If you were exposing him because you felt he was a wrongdoer, then by all means go. But if you’re only doing it as a girlfriend scorned, you still can, it just leaves a bad taste in the mouth.

Don’t get me wrong, I think this guy should be exposed, the priesthood doesn’t need any more men like him, it has enough trouble policing its ranks as it is. It just feels weird coming from his scorned “ex-girlfriend”.

If ever, do it so that he doesn’t victimize other women in the future. As for helping you out during your time of need, I may be wrong, but I wouldn’t put it past him if he preyed on vulnerable women as a modus operandi.

If your account of him is accurate, this guy could be an emotional predator who hunts for troubled women, hooks them by appearing as their emotional and spiritual adviser, then goes in for the kill.

But all that said, of course it’s your right to do whatever you feel is the right thing to do.

DELAMAR SAYS… If a priest gets romantically involved with one particular parishioner, you could argue that it was an isolated case. Maybe that proves that it is indeed true love or it was the one last thing he has to go through to be even more sure of his decision of being (and staying) a priest.

But if you hear that it is not an isolated case and that he keeps doing it, against his vows, then you have all the right to report him to his superiors.

To be sure, if you weren’t the girl he was involved with and you were just a mere witness to what’s happening, you would be obliged, as a good Catholic, to report his behavior with his parishioners.

In my opinion, someone has to tell his superiors about what he’s been doing.

I don’t see a problem that it is you who would be blowing the whistle. Yes, people will say “hell hath no fury like a woman scorned.” But put that aside and I think it still needs to be brought up that this priest is actively getting involved with women in his parish! In these cases, it is only the women involved who are in the best position to say what needs to be said.

Before you tell his superiors though, I advise you to check and verify what you heard from your cousin.

If you find some evidence that it is indeed true and if you have concrete evidence of his affection towards you, then go and have a talk with the powers that be.
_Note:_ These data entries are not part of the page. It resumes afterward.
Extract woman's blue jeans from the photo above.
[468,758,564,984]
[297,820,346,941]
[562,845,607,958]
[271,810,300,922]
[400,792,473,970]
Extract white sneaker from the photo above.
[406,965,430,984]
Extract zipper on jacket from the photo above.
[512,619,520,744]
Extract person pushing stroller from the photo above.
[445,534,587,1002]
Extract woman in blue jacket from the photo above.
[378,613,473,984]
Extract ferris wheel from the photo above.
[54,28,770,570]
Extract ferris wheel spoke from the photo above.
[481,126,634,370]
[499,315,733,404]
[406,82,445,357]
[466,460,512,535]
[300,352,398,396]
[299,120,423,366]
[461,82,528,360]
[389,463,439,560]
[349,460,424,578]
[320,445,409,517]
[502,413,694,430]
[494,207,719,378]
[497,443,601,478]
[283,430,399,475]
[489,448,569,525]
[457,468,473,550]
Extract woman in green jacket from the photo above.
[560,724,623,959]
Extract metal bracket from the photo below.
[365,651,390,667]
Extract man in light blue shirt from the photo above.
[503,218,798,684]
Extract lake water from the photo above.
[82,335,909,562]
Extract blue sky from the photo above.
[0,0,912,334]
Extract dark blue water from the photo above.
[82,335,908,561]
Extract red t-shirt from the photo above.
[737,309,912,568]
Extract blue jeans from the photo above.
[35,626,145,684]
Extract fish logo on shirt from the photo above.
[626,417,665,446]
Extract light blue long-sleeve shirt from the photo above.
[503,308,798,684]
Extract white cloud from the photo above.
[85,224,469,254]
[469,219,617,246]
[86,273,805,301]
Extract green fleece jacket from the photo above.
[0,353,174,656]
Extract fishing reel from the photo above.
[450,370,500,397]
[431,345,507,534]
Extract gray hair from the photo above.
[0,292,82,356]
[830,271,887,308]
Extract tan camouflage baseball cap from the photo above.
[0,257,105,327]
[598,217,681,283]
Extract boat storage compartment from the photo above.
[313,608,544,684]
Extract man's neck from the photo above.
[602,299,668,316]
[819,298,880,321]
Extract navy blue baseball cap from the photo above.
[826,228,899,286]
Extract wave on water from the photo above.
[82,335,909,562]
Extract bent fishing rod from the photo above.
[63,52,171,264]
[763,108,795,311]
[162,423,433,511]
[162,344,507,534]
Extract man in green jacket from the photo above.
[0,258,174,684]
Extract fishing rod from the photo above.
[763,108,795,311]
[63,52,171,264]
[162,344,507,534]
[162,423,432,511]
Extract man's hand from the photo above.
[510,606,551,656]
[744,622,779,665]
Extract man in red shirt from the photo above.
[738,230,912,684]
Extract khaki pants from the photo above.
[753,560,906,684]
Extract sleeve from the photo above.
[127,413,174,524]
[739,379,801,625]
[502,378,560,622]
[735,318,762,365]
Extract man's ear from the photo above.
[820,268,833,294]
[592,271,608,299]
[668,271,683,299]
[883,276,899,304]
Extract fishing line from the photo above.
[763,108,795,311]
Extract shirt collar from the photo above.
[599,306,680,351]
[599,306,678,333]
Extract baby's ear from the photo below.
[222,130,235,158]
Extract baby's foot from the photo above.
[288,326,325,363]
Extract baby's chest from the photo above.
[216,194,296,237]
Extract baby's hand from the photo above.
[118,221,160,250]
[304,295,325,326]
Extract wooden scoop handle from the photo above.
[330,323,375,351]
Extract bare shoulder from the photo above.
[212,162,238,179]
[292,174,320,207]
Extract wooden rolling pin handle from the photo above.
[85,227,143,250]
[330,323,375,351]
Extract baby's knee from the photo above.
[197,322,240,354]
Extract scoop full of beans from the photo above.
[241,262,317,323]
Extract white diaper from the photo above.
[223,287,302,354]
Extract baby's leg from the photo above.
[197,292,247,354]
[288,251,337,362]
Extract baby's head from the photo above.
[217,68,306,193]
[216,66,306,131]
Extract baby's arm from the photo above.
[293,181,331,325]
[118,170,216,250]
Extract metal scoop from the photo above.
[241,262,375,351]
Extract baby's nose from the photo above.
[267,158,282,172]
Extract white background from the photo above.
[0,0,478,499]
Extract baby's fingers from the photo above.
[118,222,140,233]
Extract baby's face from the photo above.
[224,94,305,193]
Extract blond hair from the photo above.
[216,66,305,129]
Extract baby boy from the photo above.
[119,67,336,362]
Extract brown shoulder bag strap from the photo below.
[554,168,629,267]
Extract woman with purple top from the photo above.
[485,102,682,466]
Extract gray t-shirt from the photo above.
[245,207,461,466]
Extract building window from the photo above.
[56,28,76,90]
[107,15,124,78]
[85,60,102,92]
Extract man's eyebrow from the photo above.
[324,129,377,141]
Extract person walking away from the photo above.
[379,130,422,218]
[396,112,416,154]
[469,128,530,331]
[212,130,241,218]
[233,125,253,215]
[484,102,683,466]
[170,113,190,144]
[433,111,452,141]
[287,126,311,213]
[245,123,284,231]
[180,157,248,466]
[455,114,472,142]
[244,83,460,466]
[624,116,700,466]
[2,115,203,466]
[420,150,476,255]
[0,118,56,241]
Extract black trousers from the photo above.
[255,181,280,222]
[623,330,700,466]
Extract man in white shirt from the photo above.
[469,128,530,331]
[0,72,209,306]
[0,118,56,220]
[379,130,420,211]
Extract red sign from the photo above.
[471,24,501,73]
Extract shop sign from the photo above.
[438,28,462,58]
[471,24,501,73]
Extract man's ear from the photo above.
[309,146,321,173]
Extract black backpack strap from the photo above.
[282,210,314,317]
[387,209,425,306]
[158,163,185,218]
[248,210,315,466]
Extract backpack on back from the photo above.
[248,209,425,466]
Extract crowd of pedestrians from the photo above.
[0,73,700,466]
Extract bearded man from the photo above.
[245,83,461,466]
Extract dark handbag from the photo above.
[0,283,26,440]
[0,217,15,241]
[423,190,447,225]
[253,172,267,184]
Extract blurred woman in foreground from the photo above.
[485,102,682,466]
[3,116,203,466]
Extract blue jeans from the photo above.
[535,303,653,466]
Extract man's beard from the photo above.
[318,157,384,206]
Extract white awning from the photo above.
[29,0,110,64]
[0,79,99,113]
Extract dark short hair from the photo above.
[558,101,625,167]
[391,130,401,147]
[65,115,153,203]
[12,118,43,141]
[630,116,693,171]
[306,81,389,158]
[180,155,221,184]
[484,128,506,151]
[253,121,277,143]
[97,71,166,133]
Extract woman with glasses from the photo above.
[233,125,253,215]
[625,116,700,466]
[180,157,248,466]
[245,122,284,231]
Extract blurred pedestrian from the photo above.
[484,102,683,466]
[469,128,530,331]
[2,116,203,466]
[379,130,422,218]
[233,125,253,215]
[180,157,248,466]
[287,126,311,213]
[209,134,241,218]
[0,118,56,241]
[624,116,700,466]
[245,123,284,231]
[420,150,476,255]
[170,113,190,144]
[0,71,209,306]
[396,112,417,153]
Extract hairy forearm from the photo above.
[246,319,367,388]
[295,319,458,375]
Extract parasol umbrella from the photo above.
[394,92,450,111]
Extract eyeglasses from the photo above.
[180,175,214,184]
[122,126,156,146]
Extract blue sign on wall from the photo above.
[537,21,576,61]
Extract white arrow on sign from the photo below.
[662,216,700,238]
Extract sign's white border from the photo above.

Make sure that you tell all the parts of the story as what you have shared in the letter. Yes, acknowledge too that you are hurt and feel betrayed by this man and that no doubt there is some tinge of “revenge” on your part for doing this. But be sure to tell them too that if things didn’t work out between you two, you would have just nursed your broken heart and charged everything to experience.

However, knowing that there is another woman now in his life makes the situation more serious because he seems to be doing this with impunity and that is not fitting the behavior of a priest.

Do not feel guilty about the help he gave you when you needed it. That is part of his calling as a priest.

What is not part of that calling is falling in love with you. What’s more, he is not supposed to be falling in love with other parishioners. If he does fall in love, then he needs to set things right and remove himself from the priesthood so he can pursue whatever kind of life he wants. I think it will serve him, whoever he is truly in love with, and the Church as well, if he will come out in the open.